Además de las muchas instrucciones preciosas que esta escena nos proporciona, no dudo que encontramos en el tipo aquí la muerte y resurrección de Israel. En el momento de la necesidad, los piadosos y fieles entre el pueblo, que como el sunamita, consideran a su pueblo como el hijo de las promesas seguras de Dios, no perderán la esperanza incluso cuando Israel esté muerto, moralmente hablando; su fe es activa con respecto a Israel. Su fe se dará cuenta de que sólo el Espíritu de Dios puede resucitar a Israel, e identificará su condición con la cruz y la tumba donde el Mesías, el Salvador del pueblo, había sufrido la muerte y había sido enterrado por ella. Su fe busca al Señor en el Monte Carmelo, donde se le encuentra regocijándose en la esfera celestial de Su reino antes de introducir su parte terrenal. A través del Espíritu aprenden y se dan cuenta de que el trabajo del alma de Cristo tenía en vista la resurrección de su pueblo, y reciben de su mano, como en Ezequiel 37, un nuevo pueblo, fruto de este trabajo, nacido del Espíritu Santo. Se habrán dado cuenta de la muerte en el momento de las labores de la cosecha; estas labores no serán interrumpidas, e Israel revivirá antes de que el trigo sea recogido en el granero. El remanente finalmente obtendrá todo lo que su corazón ha deseado. Así es que a través de estas escenas llenas de instrucción práctica para nuestras almas, se desenrollará todo el ciclo de los pensamientos de Dios con respecto a Su antiguo pueblo.
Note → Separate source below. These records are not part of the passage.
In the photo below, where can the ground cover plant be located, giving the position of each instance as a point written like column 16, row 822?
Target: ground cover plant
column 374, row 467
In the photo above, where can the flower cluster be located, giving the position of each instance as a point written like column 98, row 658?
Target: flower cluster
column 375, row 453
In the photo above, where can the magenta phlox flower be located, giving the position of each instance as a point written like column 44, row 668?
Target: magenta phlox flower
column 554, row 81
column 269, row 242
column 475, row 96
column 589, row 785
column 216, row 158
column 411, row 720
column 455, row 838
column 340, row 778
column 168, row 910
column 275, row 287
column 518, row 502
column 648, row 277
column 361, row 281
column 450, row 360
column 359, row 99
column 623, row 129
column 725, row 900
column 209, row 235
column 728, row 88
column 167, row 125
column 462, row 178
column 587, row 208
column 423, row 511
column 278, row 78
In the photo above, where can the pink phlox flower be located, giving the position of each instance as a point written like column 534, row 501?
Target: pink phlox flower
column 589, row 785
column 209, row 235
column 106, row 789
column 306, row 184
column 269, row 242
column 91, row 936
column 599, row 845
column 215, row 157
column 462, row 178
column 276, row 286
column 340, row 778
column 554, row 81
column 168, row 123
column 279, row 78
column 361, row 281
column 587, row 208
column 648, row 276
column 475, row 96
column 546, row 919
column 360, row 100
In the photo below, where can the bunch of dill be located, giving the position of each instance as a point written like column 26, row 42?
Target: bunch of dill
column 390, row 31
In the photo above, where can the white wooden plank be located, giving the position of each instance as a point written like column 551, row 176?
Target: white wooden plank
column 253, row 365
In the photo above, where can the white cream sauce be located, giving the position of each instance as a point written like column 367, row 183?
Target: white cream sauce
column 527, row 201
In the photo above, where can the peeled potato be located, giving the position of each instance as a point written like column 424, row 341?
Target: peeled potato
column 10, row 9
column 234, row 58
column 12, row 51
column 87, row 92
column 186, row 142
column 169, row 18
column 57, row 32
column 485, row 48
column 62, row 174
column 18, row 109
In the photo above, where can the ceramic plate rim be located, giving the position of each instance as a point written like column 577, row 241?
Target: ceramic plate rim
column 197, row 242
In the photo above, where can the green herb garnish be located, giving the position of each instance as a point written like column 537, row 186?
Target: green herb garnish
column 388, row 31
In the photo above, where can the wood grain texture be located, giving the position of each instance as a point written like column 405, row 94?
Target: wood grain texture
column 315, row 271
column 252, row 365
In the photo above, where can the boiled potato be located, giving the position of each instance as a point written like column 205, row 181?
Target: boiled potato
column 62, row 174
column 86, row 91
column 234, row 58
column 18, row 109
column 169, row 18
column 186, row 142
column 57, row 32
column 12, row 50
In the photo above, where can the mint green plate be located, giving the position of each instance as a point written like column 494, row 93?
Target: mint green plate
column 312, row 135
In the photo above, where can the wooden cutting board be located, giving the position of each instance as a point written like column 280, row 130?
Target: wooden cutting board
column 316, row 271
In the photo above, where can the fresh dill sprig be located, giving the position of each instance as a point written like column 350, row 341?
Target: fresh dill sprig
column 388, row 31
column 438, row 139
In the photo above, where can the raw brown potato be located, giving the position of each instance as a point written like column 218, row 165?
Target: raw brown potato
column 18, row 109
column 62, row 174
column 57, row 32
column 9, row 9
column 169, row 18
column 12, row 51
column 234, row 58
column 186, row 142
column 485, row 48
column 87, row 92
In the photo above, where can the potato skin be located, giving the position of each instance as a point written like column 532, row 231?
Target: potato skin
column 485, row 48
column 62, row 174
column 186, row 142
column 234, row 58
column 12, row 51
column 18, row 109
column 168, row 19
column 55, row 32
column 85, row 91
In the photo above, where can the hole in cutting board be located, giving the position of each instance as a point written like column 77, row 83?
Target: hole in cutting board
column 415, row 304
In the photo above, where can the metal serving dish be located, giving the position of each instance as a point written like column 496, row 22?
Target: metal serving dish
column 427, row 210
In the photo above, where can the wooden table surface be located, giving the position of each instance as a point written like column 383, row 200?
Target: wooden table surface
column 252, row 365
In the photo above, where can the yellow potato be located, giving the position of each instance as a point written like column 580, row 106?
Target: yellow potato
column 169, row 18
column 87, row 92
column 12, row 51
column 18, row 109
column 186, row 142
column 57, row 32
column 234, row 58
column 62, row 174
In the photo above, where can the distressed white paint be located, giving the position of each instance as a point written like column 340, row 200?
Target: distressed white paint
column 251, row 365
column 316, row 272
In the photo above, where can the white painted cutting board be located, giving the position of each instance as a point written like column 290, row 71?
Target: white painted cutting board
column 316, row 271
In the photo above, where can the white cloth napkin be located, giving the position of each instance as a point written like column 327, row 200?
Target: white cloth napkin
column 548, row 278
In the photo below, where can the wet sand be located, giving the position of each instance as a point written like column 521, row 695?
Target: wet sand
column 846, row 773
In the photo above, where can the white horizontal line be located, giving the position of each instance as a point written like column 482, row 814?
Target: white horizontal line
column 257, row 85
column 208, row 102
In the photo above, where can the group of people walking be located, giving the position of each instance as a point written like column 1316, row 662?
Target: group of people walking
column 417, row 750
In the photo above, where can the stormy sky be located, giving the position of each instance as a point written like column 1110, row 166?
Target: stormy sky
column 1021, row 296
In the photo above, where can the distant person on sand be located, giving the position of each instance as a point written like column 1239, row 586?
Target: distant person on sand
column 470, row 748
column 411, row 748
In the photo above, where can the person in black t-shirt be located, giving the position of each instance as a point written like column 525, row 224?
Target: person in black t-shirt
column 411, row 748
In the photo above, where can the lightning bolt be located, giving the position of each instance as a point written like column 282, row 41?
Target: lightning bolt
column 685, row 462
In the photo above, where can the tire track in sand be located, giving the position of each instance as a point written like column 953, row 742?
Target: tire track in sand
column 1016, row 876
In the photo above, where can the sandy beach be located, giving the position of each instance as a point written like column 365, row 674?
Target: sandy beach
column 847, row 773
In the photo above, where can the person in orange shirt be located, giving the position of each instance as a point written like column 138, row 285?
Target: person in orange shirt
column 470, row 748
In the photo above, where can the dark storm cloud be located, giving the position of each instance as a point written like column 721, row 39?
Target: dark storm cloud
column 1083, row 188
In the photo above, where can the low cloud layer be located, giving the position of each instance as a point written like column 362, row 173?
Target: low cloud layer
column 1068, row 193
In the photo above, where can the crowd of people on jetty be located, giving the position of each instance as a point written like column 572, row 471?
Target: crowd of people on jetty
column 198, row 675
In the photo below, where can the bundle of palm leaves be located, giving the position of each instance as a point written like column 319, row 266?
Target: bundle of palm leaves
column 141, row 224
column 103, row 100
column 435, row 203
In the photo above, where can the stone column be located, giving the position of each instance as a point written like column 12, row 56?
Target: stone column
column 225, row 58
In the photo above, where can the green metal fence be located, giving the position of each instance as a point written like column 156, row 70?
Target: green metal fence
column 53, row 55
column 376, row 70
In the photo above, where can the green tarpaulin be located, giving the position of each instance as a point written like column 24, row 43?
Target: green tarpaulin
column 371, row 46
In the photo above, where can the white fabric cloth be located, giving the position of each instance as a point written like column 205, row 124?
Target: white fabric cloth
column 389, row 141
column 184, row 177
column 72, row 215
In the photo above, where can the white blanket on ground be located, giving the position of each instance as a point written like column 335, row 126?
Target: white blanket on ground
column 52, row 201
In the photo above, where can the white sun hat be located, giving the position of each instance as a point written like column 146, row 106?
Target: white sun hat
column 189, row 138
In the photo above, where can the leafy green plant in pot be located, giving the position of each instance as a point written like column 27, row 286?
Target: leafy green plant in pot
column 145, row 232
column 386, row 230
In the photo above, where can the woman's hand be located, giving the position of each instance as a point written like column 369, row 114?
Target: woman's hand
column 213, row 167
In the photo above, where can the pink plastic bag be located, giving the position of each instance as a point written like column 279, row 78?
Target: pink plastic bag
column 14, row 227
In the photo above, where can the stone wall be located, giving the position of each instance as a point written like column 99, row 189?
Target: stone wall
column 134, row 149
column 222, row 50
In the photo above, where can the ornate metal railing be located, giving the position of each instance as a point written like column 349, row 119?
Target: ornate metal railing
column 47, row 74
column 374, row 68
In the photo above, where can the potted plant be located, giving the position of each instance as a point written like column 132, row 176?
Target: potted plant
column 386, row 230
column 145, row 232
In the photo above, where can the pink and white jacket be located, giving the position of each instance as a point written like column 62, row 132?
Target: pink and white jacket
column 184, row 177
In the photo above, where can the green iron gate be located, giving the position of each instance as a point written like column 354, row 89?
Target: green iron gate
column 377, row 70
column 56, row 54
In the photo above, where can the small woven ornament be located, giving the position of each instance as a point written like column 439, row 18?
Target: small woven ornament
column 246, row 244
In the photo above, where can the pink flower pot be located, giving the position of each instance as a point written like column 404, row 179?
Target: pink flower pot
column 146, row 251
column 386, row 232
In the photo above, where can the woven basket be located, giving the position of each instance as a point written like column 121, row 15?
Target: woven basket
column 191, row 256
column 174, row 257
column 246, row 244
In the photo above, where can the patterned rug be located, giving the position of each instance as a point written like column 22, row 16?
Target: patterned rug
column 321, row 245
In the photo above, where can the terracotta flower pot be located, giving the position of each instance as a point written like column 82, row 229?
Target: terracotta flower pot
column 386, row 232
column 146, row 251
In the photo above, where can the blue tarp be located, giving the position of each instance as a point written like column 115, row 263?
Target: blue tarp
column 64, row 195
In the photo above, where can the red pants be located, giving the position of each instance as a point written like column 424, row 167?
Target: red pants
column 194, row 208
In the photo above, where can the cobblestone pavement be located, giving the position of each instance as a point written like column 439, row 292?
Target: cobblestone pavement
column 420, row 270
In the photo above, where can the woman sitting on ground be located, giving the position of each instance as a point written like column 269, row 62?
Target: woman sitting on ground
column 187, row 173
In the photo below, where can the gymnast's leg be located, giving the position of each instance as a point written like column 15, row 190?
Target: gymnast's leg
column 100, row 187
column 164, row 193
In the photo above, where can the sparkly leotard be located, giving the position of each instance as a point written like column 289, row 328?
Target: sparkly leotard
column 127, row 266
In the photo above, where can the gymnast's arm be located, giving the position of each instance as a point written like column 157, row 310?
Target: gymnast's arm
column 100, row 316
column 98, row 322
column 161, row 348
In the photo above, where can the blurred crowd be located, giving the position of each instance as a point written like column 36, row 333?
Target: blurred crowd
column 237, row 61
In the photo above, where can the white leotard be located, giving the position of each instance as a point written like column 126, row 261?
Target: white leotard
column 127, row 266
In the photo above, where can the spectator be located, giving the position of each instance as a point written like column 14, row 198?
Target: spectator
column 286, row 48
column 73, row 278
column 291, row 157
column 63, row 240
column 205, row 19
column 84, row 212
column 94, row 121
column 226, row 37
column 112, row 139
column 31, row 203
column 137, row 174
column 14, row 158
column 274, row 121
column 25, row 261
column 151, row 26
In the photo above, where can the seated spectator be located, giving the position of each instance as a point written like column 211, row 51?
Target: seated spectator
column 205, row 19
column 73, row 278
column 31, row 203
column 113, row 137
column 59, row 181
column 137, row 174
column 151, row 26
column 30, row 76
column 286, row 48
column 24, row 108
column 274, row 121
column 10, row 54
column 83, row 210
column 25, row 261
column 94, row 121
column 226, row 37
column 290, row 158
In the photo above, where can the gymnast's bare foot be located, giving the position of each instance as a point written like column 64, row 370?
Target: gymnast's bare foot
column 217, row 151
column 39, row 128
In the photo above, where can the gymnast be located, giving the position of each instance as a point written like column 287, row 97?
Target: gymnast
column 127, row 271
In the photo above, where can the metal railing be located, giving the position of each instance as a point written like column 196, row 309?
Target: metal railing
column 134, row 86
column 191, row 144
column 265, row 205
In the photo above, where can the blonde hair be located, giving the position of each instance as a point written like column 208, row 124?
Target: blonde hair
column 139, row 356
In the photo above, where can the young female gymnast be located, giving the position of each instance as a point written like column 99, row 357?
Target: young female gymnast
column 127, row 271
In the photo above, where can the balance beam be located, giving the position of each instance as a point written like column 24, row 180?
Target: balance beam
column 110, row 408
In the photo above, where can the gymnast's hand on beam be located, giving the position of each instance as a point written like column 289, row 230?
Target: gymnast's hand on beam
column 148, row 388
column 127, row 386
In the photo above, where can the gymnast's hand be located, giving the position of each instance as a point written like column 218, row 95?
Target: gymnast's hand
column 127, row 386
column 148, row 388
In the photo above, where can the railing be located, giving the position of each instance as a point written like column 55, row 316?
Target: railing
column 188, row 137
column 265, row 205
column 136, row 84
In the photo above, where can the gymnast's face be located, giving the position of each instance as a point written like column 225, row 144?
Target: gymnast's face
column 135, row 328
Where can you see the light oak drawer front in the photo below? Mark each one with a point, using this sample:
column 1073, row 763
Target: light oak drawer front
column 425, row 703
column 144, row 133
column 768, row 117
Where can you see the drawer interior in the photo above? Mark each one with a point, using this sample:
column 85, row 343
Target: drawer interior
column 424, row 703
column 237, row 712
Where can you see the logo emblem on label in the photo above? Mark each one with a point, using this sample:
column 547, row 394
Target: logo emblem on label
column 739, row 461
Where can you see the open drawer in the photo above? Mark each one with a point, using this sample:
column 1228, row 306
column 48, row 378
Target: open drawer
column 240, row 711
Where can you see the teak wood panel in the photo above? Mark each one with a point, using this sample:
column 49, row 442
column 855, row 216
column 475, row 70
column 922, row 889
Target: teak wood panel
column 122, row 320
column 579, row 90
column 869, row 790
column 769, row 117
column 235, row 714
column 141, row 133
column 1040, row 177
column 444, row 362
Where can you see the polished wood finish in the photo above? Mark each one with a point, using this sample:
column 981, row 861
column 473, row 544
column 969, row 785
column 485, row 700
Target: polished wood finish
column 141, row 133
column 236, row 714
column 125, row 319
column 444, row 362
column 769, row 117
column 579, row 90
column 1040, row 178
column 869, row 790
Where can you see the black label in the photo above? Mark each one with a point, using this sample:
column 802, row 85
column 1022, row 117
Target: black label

“Y llamó a Giezi, y dijo: Llama a esto sunamita. Y él la llamó; y ella vino a él. Y él dijo: Toma a tu hijo. Y ella vino y cayó a sus pies, y se inclinó al suelo; y tomó a su hijo, y salió” (2 Reyes 4:36-37).
“Llámala” —¡Cómo debe haber sido movido el sunamita ante este nuevo llamado! La primera vez (2 Reyes 4:12) el profeta la había llamado para probar la preciosa fe que poseía; la segunda vez (2 Reyes 4:15) para darle al hijo de la promesa, un objeto para su corazón. La tercera vez, ¿qué le daría cuando el luto llenara su alma? ¡Ah! Ella no duda; Él le daría a su hijo, vestido con un carácter completamente nuevo: su hijo resucitado. ¡Oh, alegría que no se puede expresar con palabras! Su corazón está demasiado lleno para expresarse; se inclina en silencio; ¡Ella adora!
Queridos lectores cristianos, ¿habéis hecho estas experiencias? ¿Has aprendido en primer lugar a conocer a Cristo como habiendo pasado por la muerte por ti, como habiendo soportado toda su angustia? Seguramente el gozo que has conocido en esta liberación ha sido grande, pero ¿has permanecido allí? ¿Te has encontrado ante un Cristo resucitado? Si esto no ha sido así, todavía tienes la mitad del cristianismo, una mitad alegría, la mitad un objeto para tu fe. Si, por otro lado, has llegado a conocerlo en este carácter, puedes, como el sunamita, inclinarte, tomar a tu hijo y salir. Tu porción está completa, no te queda nada más que entrar en posesión de tu herencia con Él, y esto es lo que encontraremos más tarde prefigurado en la última escena de la historia de esta mujer.